This is more of a query whether my idea can be utilized in Snowplow trackers. My idea is that, I would like to filter the data using some external API so that snowplow collect only specific type of data. I tried to send data to my AWS collector , through another third party URL but it is not working.
My query is , is my idea valid ? Will snowplow allow such filtering?
Remember, I am only trying this for web trackers.
Can you give an example of what sort of filtering logic you are trying to employ? Some filtering may require an external service vs some filtering that may be more appropriate at either the tracker or load balancer level.
My filtering is external. Let me explain.
- My collector is ‘c1.example.com’
- My filtering service is running at ‘filter.example.com’
3.I am sending tracking data to ‘filter.example.com’ and in this filtering server, I redirecting all the hits towards my collector url(c1.example.com).
Now the issue is that, I am facing 404 errors.

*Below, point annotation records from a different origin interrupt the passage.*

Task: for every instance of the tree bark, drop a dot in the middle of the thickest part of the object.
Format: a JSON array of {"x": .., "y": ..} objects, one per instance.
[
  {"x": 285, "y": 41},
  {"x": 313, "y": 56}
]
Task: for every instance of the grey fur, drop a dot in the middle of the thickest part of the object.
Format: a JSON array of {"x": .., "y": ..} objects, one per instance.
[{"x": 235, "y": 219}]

Is there any documentation available for the file sp.js? We can try modifying it to allow different filtering using the same file.
- Stop users tracking data from certain countries.
2.Stop few texts which not complying with our reporting system such as this : ‘ợc+hợp+nhất|’. These texts breaks the reporting files such as CSV, TSV
- Blocking some kind of contents for example porn content etc.
Thanks for your time and effort.
Do you know where this data is coming from? Everything in the Snowplow pipeline should be UTF-8 so this shouldn’t break loading or processing any parts of the pipeline but you may want to filter it out somewhere depending on how it’s being sent / if it’s expected (you could likely due this in your schema definitions).
Is it porn URLs that are being sent through in fields or something else? This can be a trickier one to remove but I suspect the best place to do this would be a custom enrichment that flags adult sites and removes / redacts or drops the event depending on your desired behaviour.
Thanks for your suggestions.
Can we use IP lookup enrichment for blocking some countries/cities? If not, what is the utilization of this enrichment?
The IP lookup enrichment runs after collection so its primary use is to add geographic information to an event for analysis and filtering - rather than blocking.
If you want to stop events before they are collected this depends a bit more on the use case e.g., do you want to stop events because you don’t have consent to collect or you just don’t want to collect for some other reason?
Depending on this you could look at blocking countries at the CDN level (though a warning that this still be an approximation based on the IP address) or alternately you could run some client side code that retrieves the country from an IP address using an API (such as ipify) and then determines whether the tracker should be initialised or not.
Can you please explain , how this API enrichment can be implemented?
I suppose , you referring to this as API enrichment:
Yes - you would send the parts of the event that you want to filter to this API and then you could flag the events appropriately and remove them from your database.